A recent article in the New York Times has suggested that Saudi Arabia is threatening to sell up to $750 billion in U.S. treasury securities if Congress passes a bill that would allow their government to be liable in American courts for their accused role in the September 11, 2001, attacks.
This story goes all the way back to a 2002 Congressional inquiry, which cited evidence that Saudi officials living in the U.S. at the time of the attacks were involved. Here’s an excerpt from the article:
“Adel al-Jubeir, the Saudi foreign minister, delivered the kingdom’s message personally last month during a trip to Washington, telling lawmakers that Saudi Arabia would be forced to sell up to $750 billion in treasury securities and other assets in the United States before they could be in danger of being frozen by American courts.”
I won’t go into the details of the legal components to this article because I have nothing to offer. I am no lawyer, and I know more about the migratory patterns of bald eagles than I do international law.
Where I can offer some insight is into this threat of dumping such a large amount of U.S. debt and any ramifications to the global financial system. The short answer is that this is about as much of an empty threat as when I tell my wife that we are moving to Singapore if the U.S. government raises our taxes again.
The long answer forces us to first believe that Saudi Arabia is not bluffing and they actually will sell $750 billion in treasuries. This is a pretty big leap of faith given their history of saying one thing and doing the exact opposite.
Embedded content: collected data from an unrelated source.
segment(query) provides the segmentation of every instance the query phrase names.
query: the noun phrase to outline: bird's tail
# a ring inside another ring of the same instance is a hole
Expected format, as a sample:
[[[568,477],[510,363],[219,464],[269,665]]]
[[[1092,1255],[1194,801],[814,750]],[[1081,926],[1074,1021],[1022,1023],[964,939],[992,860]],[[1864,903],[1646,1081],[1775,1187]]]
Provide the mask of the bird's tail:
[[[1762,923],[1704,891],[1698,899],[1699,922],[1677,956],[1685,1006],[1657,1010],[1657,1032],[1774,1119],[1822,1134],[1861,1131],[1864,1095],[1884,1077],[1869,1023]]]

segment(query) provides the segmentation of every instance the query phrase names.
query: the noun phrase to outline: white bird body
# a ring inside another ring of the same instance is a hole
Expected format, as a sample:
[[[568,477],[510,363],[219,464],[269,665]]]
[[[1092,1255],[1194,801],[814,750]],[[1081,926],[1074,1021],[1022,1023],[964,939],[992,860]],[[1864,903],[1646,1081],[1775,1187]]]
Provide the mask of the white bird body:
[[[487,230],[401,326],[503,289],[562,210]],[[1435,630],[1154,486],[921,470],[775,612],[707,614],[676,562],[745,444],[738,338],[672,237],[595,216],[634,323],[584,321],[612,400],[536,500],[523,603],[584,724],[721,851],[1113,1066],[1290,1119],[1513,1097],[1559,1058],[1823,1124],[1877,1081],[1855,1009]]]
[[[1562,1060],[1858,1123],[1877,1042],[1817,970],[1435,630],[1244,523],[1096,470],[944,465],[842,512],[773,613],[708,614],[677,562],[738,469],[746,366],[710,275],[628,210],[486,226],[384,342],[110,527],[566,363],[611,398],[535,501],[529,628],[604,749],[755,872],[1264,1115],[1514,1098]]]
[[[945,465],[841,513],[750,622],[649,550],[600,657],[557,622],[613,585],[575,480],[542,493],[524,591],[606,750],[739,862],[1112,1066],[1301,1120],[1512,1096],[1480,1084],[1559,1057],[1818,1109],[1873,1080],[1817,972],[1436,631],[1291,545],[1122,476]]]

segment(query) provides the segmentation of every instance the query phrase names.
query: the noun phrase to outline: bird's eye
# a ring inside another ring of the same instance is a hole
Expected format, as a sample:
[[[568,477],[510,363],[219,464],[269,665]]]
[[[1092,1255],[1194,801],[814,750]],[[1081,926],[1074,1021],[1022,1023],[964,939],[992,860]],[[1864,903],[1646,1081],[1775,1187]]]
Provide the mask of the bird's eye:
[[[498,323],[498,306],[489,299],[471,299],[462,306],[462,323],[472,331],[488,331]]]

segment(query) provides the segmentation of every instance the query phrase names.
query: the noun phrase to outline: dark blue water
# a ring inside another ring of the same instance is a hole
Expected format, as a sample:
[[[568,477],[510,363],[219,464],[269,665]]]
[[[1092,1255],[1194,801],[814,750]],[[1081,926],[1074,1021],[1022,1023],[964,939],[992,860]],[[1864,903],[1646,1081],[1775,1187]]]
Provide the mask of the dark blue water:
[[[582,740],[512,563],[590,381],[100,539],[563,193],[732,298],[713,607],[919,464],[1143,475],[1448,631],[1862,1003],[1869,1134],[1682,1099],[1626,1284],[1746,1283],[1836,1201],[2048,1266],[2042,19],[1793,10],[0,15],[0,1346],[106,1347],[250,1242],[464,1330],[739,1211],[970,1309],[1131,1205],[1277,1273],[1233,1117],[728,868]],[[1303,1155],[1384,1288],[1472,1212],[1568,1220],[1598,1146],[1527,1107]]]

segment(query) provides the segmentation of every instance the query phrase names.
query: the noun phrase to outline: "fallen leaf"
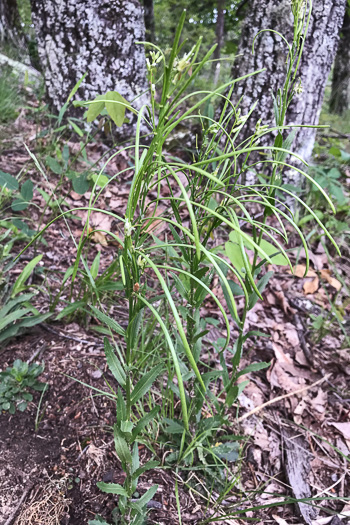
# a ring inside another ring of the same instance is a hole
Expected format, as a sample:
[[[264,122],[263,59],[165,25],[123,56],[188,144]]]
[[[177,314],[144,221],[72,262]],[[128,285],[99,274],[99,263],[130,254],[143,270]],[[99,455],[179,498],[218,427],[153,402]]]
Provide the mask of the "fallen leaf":
[[[313,279],[312,281],[306,281],[303,284],[303,290],[304,290],[305,295],[309,295],[309,294],[313,294],[317,292],[319,284],[320,282],[319,282],[319,278],[317,277],[317,275],[315,279]]]
[[[330,423],[333,425],[341,434],[343,434],[344,438],[348,441],[350,440],[350,421],[347,423]]]
[[[296,277],[303,278],[303,277],[316,277],[317,276],[317,273],[312,268],[308,269],[308,272],[306,275],[305,275],[305,272],[306,272],[305,264],[297,264],[293,268],[293,275],[295,275]],[[292,272],[288,270],[288,273],[292,273]]]
[[[91,230],[91,228],[89,228]],[[104,233],[95,231],[92,235],[90,235],[90,239],[92,239],[97,244],[101,244],[101,246],[108,246],[107,237]]]
[[[289,525],[285,519],[276,516],[276,514],[272,514],[272,517],[275,521],[277,521],[278,525]]]
[[[312,407],[319,412],[320,414],[323,414],[326,411],[326,404],[328,400],[328,394],[326,391],[323,391],[322,388],[318,389],[317,396],[313,399],[309,398],[311,400]]]
[[[337,292],[339,292],[342,285],[337,279],[331,276],[330,270],[320,270],[320,274],[321,274],[322,279],[327,281],[331,286],[333,286],[333,288],[337,290]]]
[[[296,347],[299,345],[299,336],[295,328],[286,328],[284,335],[286,336],[288,343],[292,347]]]

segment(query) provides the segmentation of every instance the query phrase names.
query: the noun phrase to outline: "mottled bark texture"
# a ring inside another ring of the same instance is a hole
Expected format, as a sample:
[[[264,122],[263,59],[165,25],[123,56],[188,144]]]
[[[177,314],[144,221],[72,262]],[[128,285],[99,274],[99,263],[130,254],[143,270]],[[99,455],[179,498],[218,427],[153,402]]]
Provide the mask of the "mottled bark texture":
[[[0,42],[15,46],[24,43],[16,0],[0,0]]]
[[[293,99],[286,116],[288,124],[318,123],[327,78],[337,50],[346,1],[314,1],[299,69],[303,92]],[[243,128],[244,134],[241,135],[241,139],[254,133],[259,119],[262,125],[275,123],[271,91],[275,94],[279,87],[283,87],[286,74],[286,45],[275,33],[264,32],[258,36],[254,55],[252,54],[255,35],[268,28],[281,32],[290,43],[292,42],[293,17],[290,0],[252,0],[247,11],[238,50],[242,56],[235,61],[233,78],[261,68],[266,68],[266,72],[240,82],[233,93],[235,102],[243,95],[240,105],[243,115],[258,101],[254,113]],[[294,140],[293,151],[306,160],[311,157],[315,133],[313,129],[302,128]],[[265,144],[273,144],[271,137],[265,136],[261,139],[259,145]],[[296,172],[294,175],[296,176]]]
[[[340,31],[329,107],[332,113],[338,115],[343,115],[350,107],[350,7],[345,12],[343,27]]]
[[[87,72],[76,98],[118,91],[128,101],[147,89],[143,10],[138,0],[31,0],[51,107],[59,111]],[[145,96],[134,103],[140,107]]]

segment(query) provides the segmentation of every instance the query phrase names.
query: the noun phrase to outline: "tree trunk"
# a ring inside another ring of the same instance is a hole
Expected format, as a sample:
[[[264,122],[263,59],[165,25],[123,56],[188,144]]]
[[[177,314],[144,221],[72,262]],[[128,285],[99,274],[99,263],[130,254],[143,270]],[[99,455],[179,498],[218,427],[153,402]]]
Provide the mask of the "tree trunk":
[[[145,27],[147,42],[155,43],[155,26],[154,26],[154,10],[153,0],[144,0],[143,8],[145,11]]]
[[[317,125],[327,78],[337,49],[339,30],[343,22],[347,0],[316,0],[304,52],[300,62],[299,76],[303,91],[295,96],[286,115],[287,124]],[[286,44],[273,32],[261,33],[256,41],[254,55],[252,44],[262,29],[281,32],[291,43],[293,39],[293,16],[290,0],[253,0],[242,29],[238,54],[242,54],[233,66],[233,78],[257,69],[266,72],[247,78],[238,84],[233,93],[236,103],[240,97],[242,115],[246,115],[255,101],[258,105],[243,128],[241,140],[255,132],[256,123],[275,125],[271,91],[276,94],[283,87],[286,74]],[[316,130],[301,128],[294,139],[293,151],[305,160],[310,159]],[[285,138],[285,137],[284,137]],[[273,145],[271,136],[261,138],[259,146]],[[294,182],[299,180],[294,171]],[[288,182],[293,183],[291,180]]]
[[[135,107],[148,85],[143,10],[138,0],[31,0],[47,96],[59,111],[87,72],[78,98],[118,91]]]
[[[24,43],[16,0],[0,0],[0,42]]]
[[[214,71],[214,85],[218,83],[220,75],[220,61],[221,48],[224,42],[224,26],[225,26],[225,0],[217,1],[217,19],[216,19],[216,48],[213,53],[213,59],[217,62],[213,62],[213,71]]]
[[[333,67],[332,94],[329,108],[343,115],[350,107],[350,8],[346,9],[340,41]]]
Unloading such a large amount at once would be incredibly challenging. For every U.S. dollar they sell, there must be a willing buyer, and finding entities to buy in bulk to this degree may be pretty tough.
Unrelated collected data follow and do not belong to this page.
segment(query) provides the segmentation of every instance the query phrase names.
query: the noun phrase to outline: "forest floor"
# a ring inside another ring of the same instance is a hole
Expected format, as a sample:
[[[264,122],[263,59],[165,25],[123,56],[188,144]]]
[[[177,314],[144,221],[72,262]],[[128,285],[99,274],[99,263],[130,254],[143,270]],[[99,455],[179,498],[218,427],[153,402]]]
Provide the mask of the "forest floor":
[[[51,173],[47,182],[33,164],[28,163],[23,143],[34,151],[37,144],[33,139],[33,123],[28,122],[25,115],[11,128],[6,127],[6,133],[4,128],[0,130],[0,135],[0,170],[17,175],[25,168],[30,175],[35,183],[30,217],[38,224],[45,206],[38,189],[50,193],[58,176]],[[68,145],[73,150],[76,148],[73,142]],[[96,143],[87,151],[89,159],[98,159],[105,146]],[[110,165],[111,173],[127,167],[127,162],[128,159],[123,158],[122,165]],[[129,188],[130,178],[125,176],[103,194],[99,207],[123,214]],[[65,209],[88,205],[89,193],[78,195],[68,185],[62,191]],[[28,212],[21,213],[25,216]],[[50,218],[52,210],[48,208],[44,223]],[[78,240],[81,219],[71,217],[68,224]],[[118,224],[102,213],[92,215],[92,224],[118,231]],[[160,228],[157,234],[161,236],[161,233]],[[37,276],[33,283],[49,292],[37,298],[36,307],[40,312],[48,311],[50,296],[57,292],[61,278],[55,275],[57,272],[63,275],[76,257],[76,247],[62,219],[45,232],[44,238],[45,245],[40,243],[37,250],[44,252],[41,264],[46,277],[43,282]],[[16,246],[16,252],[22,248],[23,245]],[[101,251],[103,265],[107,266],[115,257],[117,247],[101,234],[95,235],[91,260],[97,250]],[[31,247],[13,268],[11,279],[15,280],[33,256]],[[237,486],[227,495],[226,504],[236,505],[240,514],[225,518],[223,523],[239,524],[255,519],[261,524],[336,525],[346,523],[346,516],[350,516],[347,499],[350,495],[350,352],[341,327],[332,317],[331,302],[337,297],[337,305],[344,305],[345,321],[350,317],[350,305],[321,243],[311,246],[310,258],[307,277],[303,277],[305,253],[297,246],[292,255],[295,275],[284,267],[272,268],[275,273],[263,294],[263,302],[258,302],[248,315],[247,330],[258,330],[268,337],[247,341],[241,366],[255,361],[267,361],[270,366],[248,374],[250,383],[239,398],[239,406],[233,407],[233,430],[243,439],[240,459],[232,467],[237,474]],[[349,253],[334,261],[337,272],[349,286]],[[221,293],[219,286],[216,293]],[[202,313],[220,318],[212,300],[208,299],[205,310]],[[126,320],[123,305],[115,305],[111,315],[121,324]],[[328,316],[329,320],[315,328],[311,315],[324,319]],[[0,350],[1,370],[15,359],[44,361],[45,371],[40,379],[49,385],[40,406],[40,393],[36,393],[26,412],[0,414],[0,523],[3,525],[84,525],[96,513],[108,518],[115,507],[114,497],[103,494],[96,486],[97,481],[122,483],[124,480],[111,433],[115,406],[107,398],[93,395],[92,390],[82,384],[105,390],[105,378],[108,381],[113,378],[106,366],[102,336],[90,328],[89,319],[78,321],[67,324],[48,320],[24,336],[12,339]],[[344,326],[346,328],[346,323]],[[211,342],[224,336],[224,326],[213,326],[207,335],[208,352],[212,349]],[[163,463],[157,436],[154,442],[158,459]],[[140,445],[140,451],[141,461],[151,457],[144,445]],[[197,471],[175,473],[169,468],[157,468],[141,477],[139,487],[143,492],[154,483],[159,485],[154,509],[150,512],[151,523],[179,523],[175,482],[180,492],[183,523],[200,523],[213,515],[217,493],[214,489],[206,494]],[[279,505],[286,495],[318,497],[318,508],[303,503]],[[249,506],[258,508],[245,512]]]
But let’s give them the benefit of the doubt and assume that they did find buyers. Selling dollars equates to buying some other currency (in the same manner as swapping dollars for foreign currency when traveling abroad). So the question is what would they buy?
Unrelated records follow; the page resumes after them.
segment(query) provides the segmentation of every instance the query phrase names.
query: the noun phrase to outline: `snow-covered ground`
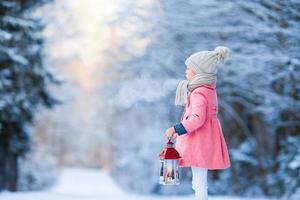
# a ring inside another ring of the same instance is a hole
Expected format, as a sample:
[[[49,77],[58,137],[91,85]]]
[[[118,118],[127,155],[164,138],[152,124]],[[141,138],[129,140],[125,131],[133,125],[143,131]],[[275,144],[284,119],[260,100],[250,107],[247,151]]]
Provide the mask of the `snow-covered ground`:
[[[168,187],[168,186],[166,186]],[[57,184],[39,192],[2,192],[0,200],[193,200],[193,196],[141,196],[122,191],[108,171],[65,168]],[[210,200],[265,200],[258,198],[210,197]]]

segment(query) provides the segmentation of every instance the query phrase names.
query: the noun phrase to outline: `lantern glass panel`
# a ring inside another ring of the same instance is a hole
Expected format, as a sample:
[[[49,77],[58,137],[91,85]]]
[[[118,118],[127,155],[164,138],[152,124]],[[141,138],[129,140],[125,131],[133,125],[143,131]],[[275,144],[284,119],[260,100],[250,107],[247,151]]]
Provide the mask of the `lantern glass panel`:
[[[161,159],[159,183],[163,185],[178,185],[179,171],[177,159]]]

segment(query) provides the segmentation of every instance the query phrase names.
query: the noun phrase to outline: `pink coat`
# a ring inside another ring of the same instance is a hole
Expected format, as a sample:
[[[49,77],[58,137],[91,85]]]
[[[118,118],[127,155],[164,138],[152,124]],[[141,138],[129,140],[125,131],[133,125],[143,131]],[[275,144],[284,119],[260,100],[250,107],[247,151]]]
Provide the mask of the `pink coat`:
[[[188,96],[181,123],[187,133],[176,138],[180,167],[205,167],[210,170],[230,167],[227,145],[218,119],[215,84],[205,84]]]

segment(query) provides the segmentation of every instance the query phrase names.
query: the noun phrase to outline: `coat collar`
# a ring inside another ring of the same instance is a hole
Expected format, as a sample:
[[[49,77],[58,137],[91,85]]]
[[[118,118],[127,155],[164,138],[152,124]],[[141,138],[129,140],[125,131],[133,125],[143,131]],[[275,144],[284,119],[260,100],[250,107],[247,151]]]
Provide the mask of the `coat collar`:
[[[204,84],[202,87],[206,87],[209,89],[216,89],[216,83]]]
[[[206,88],[208,88],[208,89],[215,90],[216,87],[217,87],[217,85],[216,85],[216,83],[203,84],[203,85],[200,85],[199,87],[196,87],[194,90],[196,90],[196,89],[198,89],[198,88],[200,88],[200,87],[206,87]],[[193,90],[193,91],[194,91],[194,90]],[[191,92],[188,93],[188,105],[189,105],[190,94],[191,94],[193,91],[191,91]]]
[[[216,89],[217,86],[216,86],[216,83],[207,83],[207,84],[200,85],[199,87],[206,87],[208,89],[214,90],[214,89]],[[197,87],[197,88],[199,88],[199,87]],[[195,88],[195,89],[197,89],[197,88]]]

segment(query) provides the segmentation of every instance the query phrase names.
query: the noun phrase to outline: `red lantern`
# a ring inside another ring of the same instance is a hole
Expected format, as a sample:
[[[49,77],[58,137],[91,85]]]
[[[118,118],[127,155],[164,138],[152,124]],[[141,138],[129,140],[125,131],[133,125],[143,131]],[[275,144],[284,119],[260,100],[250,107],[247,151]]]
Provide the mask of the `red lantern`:
[[[179,170],[178,160],[181,158],[178,151],[173,147],[171,138],[168,138],[167,146],[160,152],[159,184],[178,185]]]

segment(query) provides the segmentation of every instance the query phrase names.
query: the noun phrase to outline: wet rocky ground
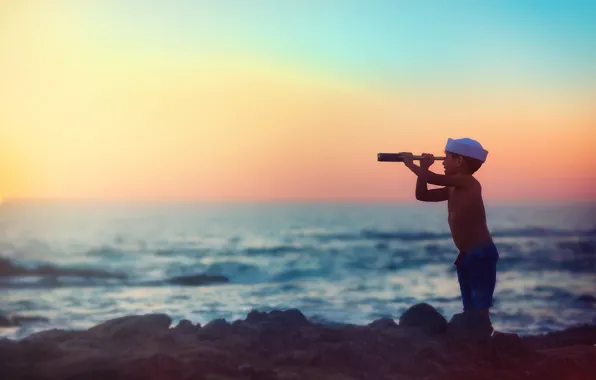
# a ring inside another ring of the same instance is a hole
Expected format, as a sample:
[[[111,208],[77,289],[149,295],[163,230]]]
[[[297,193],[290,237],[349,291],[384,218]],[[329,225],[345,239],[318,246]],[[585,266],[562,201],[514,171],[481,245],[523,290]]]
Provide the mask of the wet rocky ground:
[[[244,320],[126,316],[0,340],[0,379],[596,379],[596,326],[478,337],[417,304],[397,321],[324,325],[299,310]]]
At the moment, the second and third largest currency bases utilized by central banks (Euros and Yen) are both offering negative yields. Saudi Arabia would be swapping a positive yield for either zero to negative yield for a large portion of the securities that could even replace their treasury stockpile.
Realistically speaking, they won’t be able to unload their entire position quickly, so let’s continue down a more probable path where they sell over time. The government would need to move slowly or else they risk flooding the market with supply.
The concept is similar to selling condos in Miami. If a builder puts thousands of condos on the market in a matter of a year, and buyers see plans for future supply to increase even further, the price will ultimately fall because condo buyers are smart enough to wait. The same applies to buyers in the currency market.
If they were to exert too much pressure on the dollar, their actions could potentially destabilize our currency. Although this outcome may appear to be precisely the form of punishment/retaliation they seek, the kicker is that the riyal, Saudi Arabia’s currency, is pegged to the dollar.
Hence, any destabilization in the dollar would inflict a similar result on the riyal. Given Saudi Arabia’s current financial and economic stresses, such a move would just cause more problems than solve.
The bottom line is that this is nothing more than an empty threat and will most likely go nowhere.